With the season to start April 3, the suspension technically is to last 28 days. A suspension will not affect his salary, expected to be between $200,000 and $300,000.
Rocker may go to extended spring training starting April 3 and will be allowed to pitch in the minor leagues during the first month of the season. If the suspension isn't shortened, he would return for a May 1 game at Los Angeles.
"It really is about what I anticipated happening," Braves general manager John Schuerholz said of the penalty.
Rocker, 25, was barred from joining the Braves at spring training. A high-ranking baseball official, speaking on the condition he not be identified, said the commissioner's office did not want Rocker to report with other Braves' pitchers and catchers, thus minimizing the number of media descending on Kissimmee, Fla., when camp opens Feb. 17.
Rob Manfred, baseball's executive vice president for labor relations, disputed that, saying it was not a factor.
"It comes as kind of a shock," Braves pitcher Rudy Seanez said. "I just think that's pretty harsh."
Braves president Kasten said he hoped Rocker will not appeal.
"I hope we can separate the legal ramifications from John personally," Kasten said. "It's most important to get through this thing and get through it successfully. That's much more important than winning a couple of days."
Rocker's comments drew a strong response from Braves executive Hank Aaron and civil rights groups. Several Braves players have said they expect Rocker to have a difficult time when he rejoins the team.
"We believe that even after this process is complete, there are still two hurdles that remain," Kasten said. "John still has to reconcile himself with his teammates. After that, he has to reconcile himself with the community. It's not automatic. But with the right effort and the right attitude, I think it's possible."
The pitcher, whose fine will go to groups that promote diversity, was ordered by Selig on Jan. 6 to undergo psychological tests, but the results of those tests have not been disclosed.
Kasten and Schuerholz met about two weeks ago with seven senior members of the NL champions.
"The consensus in that room was that while they believed John should be punished in some fashion, they were willing to give him a second chance as a teammate," Schuerholz said. "But he must redeem himself and rectify the wrongs he has done."
Rocker said in a Sports Illustrated story published last month that he would never play for a New York team because he didn't want to ride a subway train "next to some queer with AIDS." He also said, "I'm not a very big fan of foreigners. ... How the hell did they get in this country?"
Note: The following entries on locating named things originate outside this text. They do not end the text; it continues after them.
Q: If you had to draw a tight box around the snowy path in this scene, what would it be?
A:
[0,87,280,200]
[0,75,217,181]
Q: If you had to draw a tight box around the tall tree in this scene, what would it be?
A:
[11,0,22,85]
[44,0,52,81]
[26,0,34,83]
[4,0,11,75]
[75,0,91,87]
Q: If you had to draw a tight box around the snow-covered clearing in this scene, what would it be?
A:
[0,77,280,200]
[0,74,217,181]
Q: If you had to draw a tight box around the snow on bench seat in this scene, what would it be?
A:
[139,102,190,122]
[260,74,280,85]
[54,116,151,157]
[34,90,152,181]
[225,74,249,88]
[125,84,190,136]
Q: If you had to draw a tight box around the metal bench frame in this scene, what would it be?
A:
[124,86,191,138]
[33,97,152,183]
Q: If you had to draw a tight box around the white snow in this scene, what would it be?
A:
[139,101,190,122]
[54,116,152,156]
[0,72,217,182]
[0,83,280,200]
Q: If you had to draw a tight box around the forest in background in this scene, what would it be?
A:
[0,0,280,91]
He also called a black teammate a "fat monkey."
Braves owner Ted Turner has said Rocker deserves a second chance, and pointed out the reliever had apologized.
"I don't think we ought to hold it against him forever," Turner said. "He didn't commit a crime."
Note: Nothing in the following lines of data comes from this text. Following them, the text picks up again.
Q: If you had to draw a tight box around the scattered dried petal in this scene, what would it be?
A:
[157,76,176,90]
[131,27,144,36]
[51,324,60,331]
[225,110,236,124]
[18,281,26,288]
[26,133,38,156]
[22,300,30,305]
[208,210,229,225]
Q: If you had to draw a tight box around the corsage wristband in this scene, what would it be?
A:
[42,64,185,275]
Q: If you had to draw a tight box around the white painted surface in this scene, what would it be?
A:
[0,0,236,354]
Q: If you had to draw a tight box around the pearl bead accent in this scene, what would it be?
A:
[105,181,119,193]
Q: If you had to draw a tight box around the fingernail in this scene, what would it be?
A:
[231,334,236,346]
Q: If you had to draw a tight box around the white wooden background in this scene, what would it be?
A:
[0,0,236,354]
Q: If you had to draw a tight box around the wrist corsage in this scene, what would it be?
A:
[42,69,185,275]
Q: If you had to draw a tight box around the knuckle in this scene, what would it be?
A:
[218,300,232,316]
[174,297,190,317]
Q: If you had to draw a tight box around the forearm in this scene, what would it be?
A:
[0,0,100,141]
Rocker told ESPN last month that he had lost his cool and said things he didn't mean about New York fans because he wanted "to inflict some emotional pain in retaliation to the pain that had been inflicted on me."
Rocker said he was frustrated by Yankees fans who threw batteries at him during the World Series. He said Mets fans spit in his face and poured beer on him during the playoffs.
"The bottom line with the Atlanta Braves, and any team in general, is you have to overcome adversity and problems," Braves pitcher John Smoltz said. "That's what makes a team stronger: facing a problem rather than just wishing it never happened."